N°51 | La confiance

Jacques Frémeaux
Algérie 1914-1962
De la Grande Guerre à l’indépendance
Monaco, Éditions du Rocher, 2021
Jacques Frémeaux, Algérie 1914-1962, Éditions du Rocher

Grand spécialiste du monde musulman et de l’Afrique du Nord, Jacques Frémeaux livre ici la seconde partie d’une grande histoire de l’Algérie française (le premier tome allant du débarquement de 1830 à la Grande Guerre).

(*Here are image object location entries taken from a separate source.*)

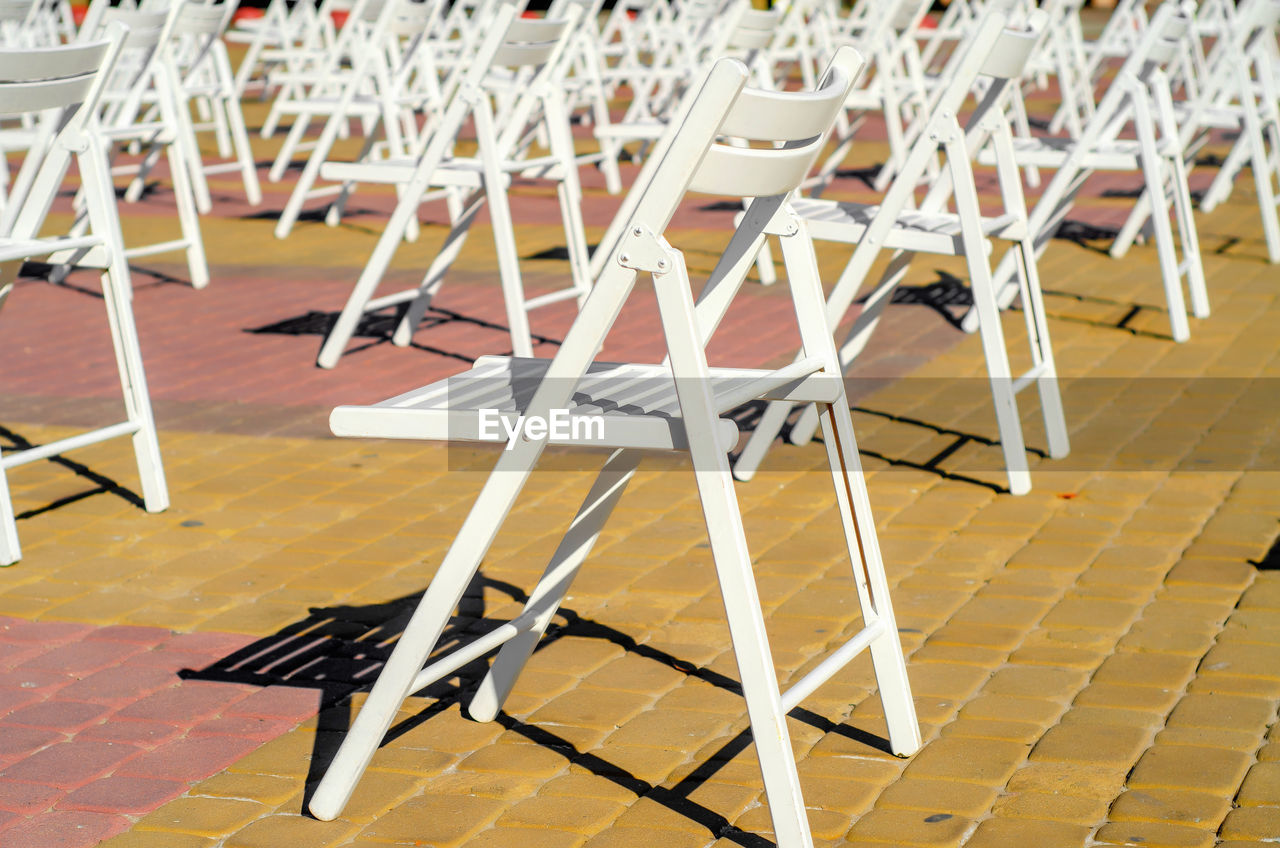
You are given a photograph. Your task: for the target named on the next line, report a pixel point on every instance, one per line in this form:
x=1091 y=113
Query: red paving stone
x=97 y=728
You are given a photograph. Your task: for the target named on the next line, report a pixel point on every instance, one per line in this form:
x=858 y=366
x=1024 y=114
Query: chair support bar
x=484 y=644
x=808 y=684
x=792 y=373
x=62 y=446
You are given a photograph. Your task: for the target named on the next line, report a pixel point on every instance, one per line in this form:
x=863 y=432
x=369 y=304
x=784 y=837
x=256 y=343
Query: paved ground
x=1096 y=662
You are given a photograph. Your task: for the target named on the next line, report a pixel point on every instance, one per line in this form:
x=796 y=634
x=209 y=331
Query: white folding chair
x=379 y=94
x=376 y=74
x=894 y=89
x=992 y=58
x=141 y=108
x=515 y=45
x=676 y=405
x=65 y=83
x=205 y=83
x=280 y=28
x=1243 y=96
x=1139 y=97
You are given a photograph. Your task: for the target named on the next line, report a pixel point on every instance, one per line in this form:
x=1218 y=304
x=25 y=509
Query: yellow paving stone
x=586 y=785
x=1092 y=743
x=1191 y=767
x=1054 y=555
x=261 y=788
x=1084 y=715
x=1219 y=683
x=986 y=761
x=1074 y=779
x=512 y=837
x=435 y=820
x=1157 y=834
x=1249 y=660
x=1036 y=682
x=581 y=815
x=158 y=839
x=1215 y=573
x=1001 y=707
x=379 y=792
x=647 y=838
x=668 y=812
x=1243 y=741
x=1022 y=732
x=296 y=830
x=1056 y=655
x=288 y=756
x=960 y=653
x=1252 y=823
x=1166 y=638
x=668 y=729
x=1128 y=697
x=516 y=758
x=1175 y=806
x=650 y=765
x=965 y=799
x=995 y=833
x=1050 y=807
x=484 y=784
x=978 y=634
x=910 y=828
x=1261 y=787
x=204 y=816
x=822 y=823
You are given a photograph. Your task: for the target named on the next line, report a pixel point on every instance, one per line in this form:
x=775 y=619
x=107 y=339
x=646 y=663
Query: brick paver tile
x=27 y=798
x=64 y=829
x=58 y=715
x=119 y=793
x=190 y=758
x=68 y=765
x=1191 y=767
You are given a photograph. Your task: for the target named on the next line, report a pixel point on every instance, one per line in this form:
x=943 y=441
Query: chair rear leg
x=549 y=593
x=1042 y=351
x=100 y=209
x=855 y=513
x=421 y=634
x=9 y=548
x=188 y=218
x=434 y=278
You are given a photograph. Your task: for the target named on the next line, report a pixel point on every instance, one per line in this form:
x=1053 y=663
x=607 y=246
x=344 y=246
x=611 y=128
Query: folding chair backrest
x=691 y=155
x=410 y=18
x=204 y=21
x=14 y=10
x=46 y=78
x=757 y=28
x=49 y=77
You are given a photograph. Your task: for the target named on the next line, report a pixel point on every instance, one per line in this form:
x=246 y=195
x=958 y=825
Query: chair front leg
x=549 y=593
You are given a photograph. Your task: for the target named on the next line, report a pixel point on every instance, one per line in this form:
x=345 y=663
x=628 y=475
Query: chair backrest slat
x=44 y=94
x=48 y=63
x=1013 y=49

Avec un permanent souci d’équité et d’équilibre, sans méconnaître les erreurs des uns et les fautes des autres, il nous entraîne de la Première Guerre mondiale à l’indépendance de 1962 selon un plan chronologique qui, s’il va jusque dans le détail sur le territoire algérien, n’oublie jamais de faire l’aller-retour entre Paris et Alger. Après le conflit, sur place comme en métropole pour les soldats et travailleurs recrutés dans les départements d’outre-Méditerranée, Jacques Frémeaux étudie l’entre-deux-guerres, avec l’apogée qu’est l’exposition du centenaire, mais avec aussi l’émergence des mouvements nationalistes, deux tendances distinctes et durables se manifestant, l’une plus radicale, l’autre plus encline à négocier avec la métropole. Il s’intéresse aux deux communautés sous l’angle politique, mais aussi dans leur diversité, leur contexte socioculturel, leur environnement économique et éducatif. Après avoir traité de la Seconde Guerre mondiale et de la contribution importante des « pieds noirs » à la reconstitution de la nouvelle armée française et à la victoire, il se penche sur les difficultés économiques et sociales, et donc politiques, des années 1945-1954. La guerre d’Algérie proprement dite est particulièrement détaillée, en six chapitres chrono-thématiques, et les lecteurs retrouveront tous les moments importants du conflits, en métropole comme en Algérie, à travers le regard des Européens « Algérie française », des musulmans dans les deux camps, du fln, du général de Gaulle et des gaullistes. La conclusion est pragmatique : « Au fond, la France échoue devant un problème gigantesque : gouverner une population en augmentation exponentielle en lui fournissant un niveau de vie décent en l’absence d’une croissance économique suffisante et alors que les structures sociales traditionnelles commencent à se transformer ou à s’effacer. Ce sont ici moins les ressources qui ont manqué au colonisateur que la légitimité politique, toujours contestée. » Une solide synthèse, comme seul un spécialiste rompu depuis des années à l’étude de son sujet peut en produire. Un livre de référence à conserver.